What should we take away from all this? In time, the car culture as we know it will most likely change. Fifty years from now, it probably won’t be recognizable to those who consider themselves car people now. Collector cars and internal combustion vehicles may well go the way of the horse; to be used only in specific areas, away from the masses and everyday life, a weekend hobby for those wealthy enough to afford them. The coming 25-30 years may be the swan song for collector cars. If you own them, and you are letting them sit to preserve investment value, you may want to reconsider. Some cars will likely see a considerable rise in value over the next decade, but not all, or even most. American classics that were considered to be Blue Chip investments over the past couple decades (early Thunderbirds, Tri-Five Chevys, Mid-Year Corvettes, Hemi MOPARs) are beginning to soften in price as the Baby Boomers who collected them are selling them, as they retire and downsize. Those same Boomers have come to prefer a better ride, handling, more sumptuous interiors and quality stereos (one need only look to the rise of the high build-quality Resto Mod to see that trend in motion.) What is becoming more popular are cool cars from the 1980s, ‘90s, and early 2000s, as Gen X-ers and Millennials earn better livings with more disposable income. The cars on the rise now are those that were on bedroom posters fifteen to thirty years ago.
If your investment is beginning to see a dip in price, you may either want to sell, or do the FAR cooler thing: Drive it! Do what the car was meant to do! Check the fluids, make sure the tires hold air, give it a rinse, and get behind the wheel. Maybe, just maybe, some kid who loves playing with his toy cars will see it, think it’s the best thing ever, and will become inspired.
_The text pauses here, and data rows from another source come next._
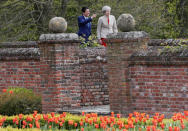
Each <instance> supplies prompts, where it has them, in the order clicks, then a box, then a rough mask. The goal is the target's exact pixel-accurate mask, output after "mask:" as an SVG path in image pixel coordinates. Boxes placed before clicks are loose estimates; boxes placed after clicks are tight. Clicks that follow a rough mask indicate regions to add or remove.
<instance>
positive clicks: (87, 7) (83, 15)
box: [78, 7, 96, 42]
mask: <svg viewBox="0 0 188 131" xmlns="http://www.w3.org/2000/svg"><path fill="white" fill-rule="evenodd" d="M89 15H90V11H89V8H88V7H83V8H82V16H79V17H78V27H79V31H78V36H81V37H83V38H85V40H86V42H87V41H88V38H89V36H90V35H91V21H92V19H93V18H95V17H96V14H93V15H92V16H91V17H89Z"/></svg>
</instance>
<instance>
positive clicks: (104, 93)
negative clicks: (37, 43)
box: [0, 32, 188, 115]
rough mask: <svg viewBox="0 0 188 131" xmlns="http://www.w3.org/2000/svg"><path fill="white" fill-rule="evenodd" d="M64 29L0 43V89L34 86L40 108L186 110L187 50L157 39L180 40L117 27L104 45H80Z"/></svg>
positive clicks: (34, 88)
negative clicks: (80, 107)
mask: <svg viewBox="0 0 188 131" xmlns="http://www.w3.org/2000/svg"><path fill="white" fill-rule="evenodd" d="M67 35H68V36H67ZM67 35H66V34H65V36H61V35H57V36H56V35H49V36H50V37H51V38H49V36H45V38H43V39H40V42H39V44H37V43H36V42H13V43H1V45H0V46H1V48H0V91H2V89H4V88H8V87H23V88H29V89H33V90H34V91H35V92H37V93H40V94H42V97H43V101H42V103H43V112H50V111H56V112H61V111H64V110H69V109H72V108H78V107H82V106H95V105H106V104H110V108H111V111H115V112H116V113H122V114H125V115H126V114H128V113H130V112H133V111H139V112H146V113H149V114H151V113H153V112H161V113H165V114H166V115H169V114H170V113H173V112H181V111H183V110H188V106H187V105H188V103H187V101H188V95H187V94H188V66H187V65H188V54H187V52H188V51H187V50H186V49H183V50H181V51H179V52H175V53H170V52H168V51H167V52H161V53H160V52H159V49H163V48H164V47H163V46H161V45H160V44H161V43H166V44H167V45H171V46H177V45H178V43H179V41H178V40H150V41H149V38H148V36H147V35H146V34H145V33H144V32H140V33H136V34H134V33H131V32H130V33H127V34H126V33H119V35H118V36H113V35H112V36H111V38H109V39H108V46H107V48H104V47H100V48H85V49H80V48H79V44H80V42H79V41H78V40H77V38H75V37H73V38H72V35H69V34H67ZM54 36H56V37H55V39H56V40H54ZM73 36H74V35H73ZM48 38H49V39H48ZM172 43H173V44H172ZM183 43H184V44H188V42H183ZM147 45H148V46H147Z"/></svg>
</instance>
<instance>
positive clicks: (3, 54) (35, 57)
mask: <svg viewBox="0 0 188 131" xmlns="http://www.w3.org/2000/svg"><path fill="white" fill-rule="evenodd" d="M28 59H35V60H40V53H39V48H0V60H28Z"/></svg>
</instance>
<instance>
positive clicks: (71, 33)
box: [38, 33, 80, 44]
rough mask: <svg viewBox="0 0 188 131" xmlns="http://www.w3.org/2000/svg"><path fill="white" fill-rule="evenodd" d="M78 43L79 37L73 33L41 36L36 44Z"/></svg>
mask: <svg viewBox="0 0 188 131" xmlns="http://www.w3.org/2000/svg"><path fill="white" fill-rule="evenodd" d="M67 42H69V43H73V42H76V43H80V40H79V37H78V35H77V34H75V33H57V34H42V35H41V36H40V38H39V41H38V43H39V44H40V43H50V44H53V43H60V44H61V43H67Z"/></svg>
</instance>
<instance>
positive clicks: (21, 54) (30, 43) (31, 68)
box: [0, 42, 41, 93]
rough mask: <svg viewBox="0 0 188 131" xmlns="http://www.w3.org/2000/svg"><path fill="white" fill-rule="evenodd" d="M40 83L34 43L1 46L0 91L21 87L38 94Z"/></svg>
mask: <svg viewBox="0 0 188 131" xmlns="http://www.w3.org/2000/svg"><path fill="white" fill-rule="evenodd" d="M40 81H41V79H40V63H39V54H38V48H37V44H36V42H15V43H2V44H1V48H0V90H2V89H5V88H10V87H23V88H28V89H33V90H34V91H35V92H39V93H40Z"/></svg>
Talk to people about your car. Encourage them to get involved in our culture and community. We may be able to keep it alive a while longer. The hypothetical collection in the opening paragraph is a description of my collection, and I drive them all. I take them to shows, and when I do, I always let kids sit in them, let their parents take pictures. Let’s keep our passion alive, for at least a couple more generations. Hopefully, I won’t ride to the cemetery in an electric hearse. If I’m really lucky, Chris DiGanci will drive me, performing endless smoky burnouts along the way.